FIG. 8 is a view showing images of a self-separated GaN substrate manufactured by the method of manufacturing a GaN substrate according to an embodiment of the present invention. The part (a) in FIG. 8 is a picture of the separated GaN substrate and a sapphire substrate, the part (b) in FIG. 8 is a picture of the cross-section of the separated sapphire substrate taken using a scanning electron microscope (SEM), and the part (c) of FIG. 8 is a picture of the cross-section of an edge part taken using the SEM. As shown in FIG. 8, it can be appreciated that the GaN and the sapphire are attached to each other at the edge part but are separated from each other at the other parts. Comparing the GaN substrate shown in FIG. 8 with the GaN substrate having the vertical cracks shown in FIG. 9, it can be appreciated that the separation area is increased when the GaN substrate is manufactured by the method of manufacturing a GaN substrate according to an embodiment of the present invention.

In addition, the base substrate 110 from which the GaN substrate 110 can be reused in growth and separation processes for a new GaN substrate.

The foregoing descriptions of specific exemplary embodiments of the present invention have been presented with respect to the drawings. They are not intended to be exhaustive or to limit the present invention to the precise forms disclosed, and obviously many modifications and variations are possible for a person having ordinary skill in the art in light of the above teachings.

It is intended therefore that the scope of the present invention not be limited to the foregoing embodiments, but be defined by the Claims appended hereto and their equivalents.

Claims

1. A method of manufacturing a gallium nitride substrate, comprising:

growing an aluminum nitride nucleation layer on a base substrate;

growing a first gallium nitride film on the base substrate on which the aluminum nitride nucleation layer has been grown, the first gallium nitride film having a first content ratio of nitrogen to gallium; and

growing a second gallium nitride film on the first gallium nitride film, the second gallium nitride film having a second content ratio of nitrogen to gallium which is lower than the first content ratio.
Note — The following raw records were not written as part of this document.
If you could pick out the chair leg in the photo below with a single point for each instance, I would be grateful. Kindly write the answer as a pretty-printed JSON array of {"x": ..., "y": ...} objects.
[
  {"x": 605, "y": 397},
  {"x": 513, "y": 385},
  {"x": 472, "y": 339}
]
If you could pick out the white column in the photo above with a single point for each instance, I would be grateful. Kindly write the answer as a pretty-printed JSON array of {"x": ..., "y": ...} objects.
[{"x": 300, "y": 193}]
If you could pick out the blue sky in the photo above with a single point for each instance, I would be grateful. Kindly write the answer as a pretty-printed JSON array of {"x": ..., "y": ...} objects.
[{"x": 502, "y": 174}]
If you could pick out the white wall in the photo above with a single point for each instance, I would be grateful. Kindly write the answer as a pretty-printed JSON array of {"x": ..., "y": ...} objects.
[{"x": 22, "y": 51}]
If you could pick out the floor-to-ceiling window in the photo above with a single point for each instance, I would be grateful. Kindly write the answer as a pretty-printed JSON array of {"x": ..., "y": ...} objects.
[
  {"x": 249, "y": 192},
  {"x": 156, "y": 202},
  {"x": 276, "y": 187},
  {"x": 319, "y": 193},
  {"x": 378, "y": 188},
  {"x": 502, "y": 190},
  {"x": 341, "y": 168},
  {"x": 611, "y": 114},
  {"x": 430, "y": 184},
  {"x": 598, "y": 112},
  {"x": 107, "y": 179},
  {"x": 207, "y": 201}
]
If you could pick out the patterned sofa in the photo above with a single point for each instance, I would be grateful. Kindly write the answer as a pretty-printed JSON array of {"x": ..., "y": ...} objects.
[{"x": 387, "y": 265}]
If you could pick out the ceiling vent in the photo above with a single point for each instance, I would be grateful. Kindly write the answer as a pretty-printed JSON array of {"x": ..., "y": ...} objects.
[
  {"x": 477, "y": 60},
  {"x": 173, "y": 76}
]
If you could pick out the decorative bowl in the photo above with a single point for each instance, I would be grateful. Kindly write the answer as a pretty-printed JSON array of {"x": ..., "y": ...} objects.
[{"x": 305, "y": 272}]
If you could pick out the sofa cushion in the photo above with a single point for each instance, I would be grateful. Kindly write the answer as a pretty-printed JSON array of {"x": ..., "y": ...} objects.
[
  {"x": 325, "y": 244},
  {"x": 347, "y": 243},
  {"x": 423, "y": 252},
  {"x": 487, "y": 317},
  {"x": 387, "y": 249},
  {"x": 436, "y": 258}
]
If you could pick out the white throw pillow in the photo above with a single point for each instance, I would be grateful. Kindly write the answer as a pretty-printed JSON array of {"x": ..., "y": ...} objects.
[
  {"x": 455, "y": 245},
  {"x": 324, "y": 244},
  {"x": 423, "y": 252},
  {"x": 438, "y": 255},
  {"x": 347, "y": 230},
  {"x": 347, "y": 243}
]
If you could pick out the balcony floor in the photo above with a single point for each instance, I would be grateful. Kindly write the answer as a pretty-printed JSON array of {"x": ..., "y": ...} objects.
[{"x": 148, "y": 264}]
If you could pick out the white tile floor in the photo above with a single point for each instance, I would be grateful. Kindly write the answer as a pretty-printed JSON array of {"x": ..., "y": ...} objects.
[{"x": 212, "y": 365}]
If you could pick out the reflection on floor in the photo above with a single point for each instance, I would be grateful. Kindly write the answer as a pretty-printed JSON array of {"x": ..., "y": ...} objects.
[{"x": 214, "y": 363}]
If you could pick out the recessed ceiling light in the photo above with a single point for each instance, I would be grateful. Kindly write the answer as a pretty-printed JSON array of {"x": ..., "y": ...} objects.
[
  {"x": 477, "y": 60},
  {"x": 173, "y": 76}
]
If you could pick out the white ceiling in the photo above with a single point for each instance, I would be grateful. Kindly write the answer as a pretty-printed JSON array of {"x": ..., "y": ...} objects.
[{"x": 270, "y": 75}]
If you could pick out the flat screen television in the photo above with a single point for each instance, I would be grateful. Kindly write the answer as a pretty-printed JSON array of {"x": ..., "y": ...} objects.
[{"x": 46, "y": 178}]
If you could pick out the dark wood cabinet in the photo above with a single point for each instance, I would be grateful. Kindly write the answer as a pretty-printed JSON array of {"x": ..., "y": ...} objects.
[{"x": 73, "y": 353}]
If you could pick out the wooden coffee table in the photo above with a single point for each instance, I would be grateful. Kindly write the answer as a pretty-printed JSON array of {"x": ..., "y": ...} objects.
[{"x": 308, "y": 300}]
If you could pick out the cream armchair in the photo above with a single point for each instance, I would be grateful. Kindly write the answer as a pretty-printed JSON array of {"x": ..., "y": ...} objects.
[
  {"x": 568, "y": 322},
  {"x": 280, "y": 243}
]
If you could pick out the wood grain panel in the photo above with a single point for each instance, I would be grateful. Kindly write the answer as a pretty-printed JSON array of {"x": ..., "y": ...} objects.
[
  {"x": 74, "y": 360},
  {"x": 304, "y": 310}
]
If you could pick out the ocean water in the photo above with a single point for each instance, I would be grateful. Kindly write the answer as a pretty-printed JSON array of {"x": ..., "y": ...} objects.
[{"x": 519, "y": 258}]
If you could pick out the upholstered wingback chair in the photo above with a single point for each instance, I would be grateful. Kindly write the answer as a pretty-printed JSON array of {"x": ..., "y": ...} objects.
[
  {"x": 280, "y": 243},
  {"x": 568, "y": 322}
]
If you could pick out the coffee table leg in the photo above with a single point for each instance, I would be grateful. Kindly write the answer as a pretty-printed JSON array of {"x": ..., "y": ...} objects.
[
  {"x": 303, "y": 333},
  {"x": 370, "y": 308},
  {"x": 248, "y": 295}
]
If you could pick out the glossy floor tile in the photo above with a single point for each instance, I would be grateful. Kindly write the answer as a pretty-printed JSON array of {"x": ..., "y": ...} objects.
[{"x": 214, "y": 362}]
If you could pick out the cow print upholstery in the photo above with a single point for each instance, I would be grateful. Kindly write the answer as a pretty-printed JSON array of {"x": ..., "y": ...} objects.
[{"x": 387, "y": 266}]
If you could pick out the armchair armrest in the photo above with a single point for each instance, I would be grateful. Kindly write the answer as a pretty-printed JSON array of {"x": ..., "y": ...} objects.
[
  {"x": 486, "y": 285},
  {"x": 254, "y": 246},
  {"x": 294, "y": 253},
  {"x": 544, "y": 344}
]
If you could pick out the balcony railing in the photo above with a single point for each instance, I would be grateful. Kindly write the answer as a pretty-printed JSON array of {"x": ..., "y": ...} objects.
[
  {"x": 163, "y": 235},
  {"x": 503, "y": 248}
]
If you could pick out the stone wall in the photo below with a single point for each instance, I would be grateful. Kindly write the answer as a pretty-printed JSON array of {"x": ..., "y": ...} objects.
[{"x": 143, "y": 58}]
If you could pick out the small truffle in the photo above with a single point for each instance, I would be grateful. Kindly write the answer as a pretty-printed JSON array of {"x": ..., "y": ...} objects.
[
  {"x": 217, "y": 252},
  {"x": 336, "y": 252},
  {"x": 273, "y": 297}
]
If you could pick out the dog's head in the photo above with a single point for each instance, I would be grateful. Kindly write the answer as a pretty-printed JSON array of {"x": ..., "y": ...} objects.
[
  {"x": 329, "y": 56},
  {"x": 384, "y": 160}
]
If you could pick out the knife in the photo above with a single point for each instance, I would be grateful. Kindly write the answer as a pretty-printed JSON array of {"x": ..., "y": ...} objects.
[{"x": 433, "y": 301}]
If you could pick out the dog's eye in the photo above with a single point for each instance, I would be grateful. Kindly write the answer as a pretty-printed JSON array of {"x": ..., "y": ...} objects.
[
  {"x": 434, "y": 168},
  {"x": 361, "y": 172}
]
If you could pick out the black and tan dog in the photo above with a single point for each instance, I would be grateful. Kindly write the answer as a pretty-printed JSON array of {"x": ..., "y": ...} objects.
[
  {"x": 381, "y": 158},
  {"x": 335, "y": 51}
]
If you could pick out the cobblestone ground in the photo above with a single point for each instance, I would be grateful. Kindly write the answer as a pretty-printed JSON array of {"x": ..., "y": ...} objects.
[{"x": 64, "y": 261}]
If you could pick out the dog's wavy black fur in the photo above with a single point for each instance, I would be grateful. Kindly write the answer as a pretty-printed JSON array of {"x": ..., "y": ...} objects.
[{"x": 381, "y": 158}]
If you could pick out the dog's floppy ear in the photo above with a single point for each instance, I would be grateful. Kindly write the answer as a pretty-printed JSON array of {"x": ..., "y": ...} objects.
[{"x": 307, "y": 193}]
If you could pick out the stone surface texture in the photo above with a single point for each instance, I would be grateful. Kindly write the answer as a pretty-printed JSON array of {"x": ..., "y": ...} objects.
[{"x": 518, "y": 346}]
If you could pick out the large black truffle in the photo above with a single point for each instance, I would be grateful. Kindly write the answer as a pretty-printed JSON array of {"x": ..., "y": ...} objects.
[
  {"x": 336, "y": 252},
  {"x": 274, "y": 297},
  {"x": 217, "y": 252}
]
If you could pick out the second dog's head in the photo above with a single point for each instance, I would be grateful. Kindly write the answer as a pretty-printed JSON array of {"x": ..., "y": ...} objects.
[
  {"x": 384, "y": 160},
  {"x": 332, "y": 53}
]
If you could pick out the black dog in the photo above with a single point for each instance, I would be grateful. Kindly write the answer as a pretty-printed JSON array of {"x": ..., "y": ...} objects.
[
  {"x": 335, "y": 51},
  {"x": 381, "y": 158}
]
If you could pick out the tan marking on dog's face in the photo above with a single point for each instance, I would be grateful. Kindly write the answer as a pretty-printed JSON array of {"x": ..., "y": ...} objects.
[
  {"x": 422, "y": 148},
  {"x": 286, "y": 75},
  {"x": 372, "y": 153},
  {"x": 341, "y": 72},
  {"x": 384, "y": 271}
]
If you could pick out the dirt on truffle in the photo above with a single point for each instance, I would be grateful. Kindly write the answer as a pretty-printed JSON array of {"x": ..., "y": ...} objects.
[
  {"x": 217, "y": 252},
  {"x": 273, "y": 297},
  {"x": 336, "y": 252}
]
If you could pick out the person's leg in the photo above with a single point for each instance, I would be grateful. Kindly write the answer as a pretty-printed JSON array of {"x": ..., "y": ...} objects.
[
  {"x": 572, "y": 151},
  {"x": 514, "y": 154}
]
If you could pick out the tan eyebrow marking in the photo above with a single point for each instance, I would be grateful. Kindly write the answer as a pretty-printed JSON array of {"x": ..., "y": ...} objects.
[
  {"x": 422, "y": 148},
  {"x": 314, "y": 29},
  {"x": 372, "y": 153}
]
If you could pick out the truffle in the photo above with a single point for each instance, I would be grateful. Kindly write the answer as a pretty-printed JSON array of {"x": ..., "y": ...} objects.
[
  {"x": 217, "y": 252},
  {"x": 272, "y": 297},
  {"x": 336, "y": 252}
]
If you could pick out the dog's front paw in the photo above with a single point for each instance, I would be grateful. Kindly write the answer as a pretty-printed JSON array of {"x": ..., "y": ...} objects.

2. The method of claim 1, wherein the first content ratio ranges from 4:1 to 40:1, and the second content ratio ranges from 1:1 to 2:1.

3. The method of claim 1, wherein growing the second gallium nitride film comprises growing the second gallium nitride film at a slower growth rate than the first gallium nitride film.

4. The method of claim 1, wherein growing the second gallium nitride film comprises growing the second gallium nitride film at a higher temperature than the first gallium nitride film.

5. The method of claim 3, wherein growing the second gallium nitride film comprises growing the second gallium nitride film at a temperature of 970° C. or higher.

6. The method of claim 1, wherein growing the first gallium nitride film comprises growing the first gallium nitride film to a thickness ranging from 10 μm to 50 μm.

7. The method of claim 1, wherein growing the second gallium nitride film comprises continuously growing the second gallium nitride film after horizontal cracks are formed in the first gallium nitride film while the second gallium nitride film is being grown.

8. The method of claim 7, wherein growing the second gallium nitride film comprises growing the second gallium nitride film to a thickness of 500 μm or greater.

9. The method of claim 1, wherein growing the first gallium nitride film comprises growing the first gallium nitride film via hydride vapor phase epitaxy, and growing the second gallium nitride film comprises growing the second gallium nitride film via hydride vapor phase epitaxy.

10. The method of claim 2, wherein the base substrate comprises sapphire.

11. A gallium nitride substrate comprising:

a first gallium nitride film, a content ratio of nitrogen to gallium of the first gallium nitride film ranging from 4:1 to 40:1; and

a second gallium nitride film layered on the first gallium nitride film, a thickness of the second gallium nitride film being greater than a thickness of the first gallium nitride film, a content ratio of nitrogen to gallium of the second gallium nitride film ranging from 1:1 to 2:1.